As we age, bones may become more brittle and the risk for fractures increases. As a person gets more sedentary and moves less in their life, they lose flexibility and balance along with other types of fitness. This can happen regardless of a person's age, and is especially important for older people.
Balance requires mobility in motion. Have you ever balanced a yardstick or pole vertically on the palm of your hand? You'll notice that to keep the pole vertical you must move your hand around. If you hold your hand still, the pole falls off your hand.
So how does this relate to keeping your balance as you're standing "still". Well, when you stand, if you keep your knees soft (slightly bent), your pelvis/hips are free to move. Your potential for mobility is increased. If you lock your knees (keep them straight), you lose mobility, and your balance worsens. This is a subtle difference, but a difference that is very important as we age.

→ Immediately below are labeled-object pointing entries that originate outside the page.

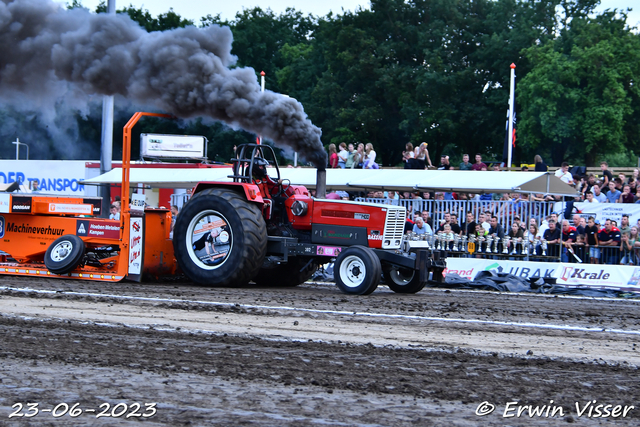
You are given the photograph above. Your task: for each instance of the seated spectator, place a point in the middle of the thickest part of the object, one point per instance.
(626, 196)
(420, 227)
(613, 195)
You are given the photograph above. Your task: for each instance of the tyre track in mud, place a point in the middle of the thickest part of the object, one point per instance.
(287, 380)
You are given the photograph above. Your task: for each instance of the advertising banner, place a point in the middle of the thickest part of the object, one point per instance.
(172, 146)
(597, 276)
(53, 176)
(604, 211)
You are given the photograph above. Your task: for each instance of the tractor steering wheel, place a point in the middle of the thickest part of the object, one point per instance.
(281, 188)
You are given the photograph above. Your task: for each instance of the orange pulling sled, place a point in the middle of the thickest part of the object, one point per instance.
(59, 236)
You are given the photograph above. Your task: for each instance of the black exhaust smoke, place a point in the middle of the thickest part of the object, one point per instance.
(321, 183)
(48, 53)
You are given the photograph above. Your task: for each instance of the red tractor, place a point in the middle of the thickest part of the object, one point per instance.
(261, 228)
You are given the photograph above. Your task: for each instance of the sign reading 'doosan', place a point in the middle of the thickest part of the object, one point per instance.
(53, 176)
(172, 146)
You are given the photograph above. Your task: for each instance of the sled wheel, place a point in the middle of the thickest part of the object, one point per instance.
(292, 273)
(357, 270)
(64, 254)
(403, 280)
(219, 238)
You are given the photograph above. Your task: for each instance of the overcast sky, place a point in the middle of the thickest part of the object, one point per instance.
(195, 9)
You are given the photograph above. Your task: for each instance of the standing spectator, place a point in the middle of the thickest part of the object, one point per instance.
(465, 165)
(625, 228)
(609, 236)
(358, 158)
(408, 225)
(333, 156)
(350, 157)
(469, 227)
(552, 236)
(447, 221)
(564, 174)
(590, 198)
(114, 212)
(444, 163)
(426, 217)
(478, 165)
(591, 231)
(408, 156)
(628, 247)
(420, 227)
(482, 218)
(577, 225)
(569, 236)
(613, 195)
(496, 229)
(598, 195)
(422, 156)
(607, 176)
(532, 234)
(540, 165)
(343, 156)
(515, 232)
(370, 157)
(626, 196)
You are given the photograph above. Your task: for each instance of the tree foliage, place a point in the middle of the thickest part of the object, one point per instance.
(438, 71)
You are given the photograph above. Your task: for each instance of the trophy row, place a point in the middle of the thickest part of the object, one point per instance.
(455, 243)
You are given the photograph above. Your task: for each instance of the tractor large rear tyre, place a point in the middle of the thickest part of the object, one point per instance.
(402, 280)
(292, 273)
(357, 270)
(220, 239)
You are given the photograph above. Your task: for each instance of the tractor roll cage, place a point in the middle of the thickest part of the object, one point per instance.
(243, 164)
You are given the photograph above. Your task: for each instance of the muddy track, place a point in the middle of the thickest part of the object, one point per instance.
(311, 355)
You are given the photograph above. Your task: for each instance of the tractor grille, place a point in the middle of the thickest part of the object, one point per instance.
(394, 227)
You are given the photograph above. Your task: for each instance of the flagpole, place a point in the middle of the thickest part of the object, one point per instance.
(512, 93)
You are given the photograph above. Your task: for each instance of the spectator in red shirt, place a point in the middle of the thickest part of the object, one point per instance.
(610, 236)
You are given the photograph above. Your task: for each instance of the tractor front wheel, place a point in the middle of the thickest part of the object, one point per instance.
(357, 270)
(64, 254)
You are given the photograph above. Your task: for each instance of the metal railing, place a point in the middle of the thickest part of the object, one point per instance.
(505, 210)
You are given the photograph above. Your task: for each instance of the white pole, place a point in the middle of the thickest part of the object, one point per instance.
(106, 146)
(512, 93)
(262, 84)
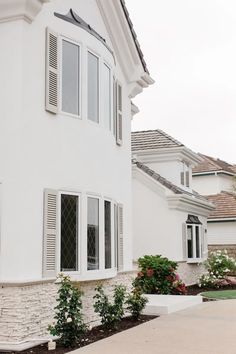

The ASBMR (American Society for Bone and Mineral Research) published the article, Lack of Balance Predicts Fractures. They cited a recent medical study in Sweden, and Karl Michaelsson, M.D., P.H.D., of the Uppsala University Hospital in Uppsala Sweden. In the study, impaired balance was associated with double the risk of any fracture!
Here are some tips to improve your balance as you stand:
- Bend your knees a little EVERY time you stand AND Walk.
- Keep your hips loose. Visualize the Hula dance and practice bending your knees and moving your hips in circles.
- Feel the ground with your feet. Concentrate on "sinking" your weight through your feet into the ground.
For advanced practice, do all of the above while standing on one foot. Be sure to alternate feet.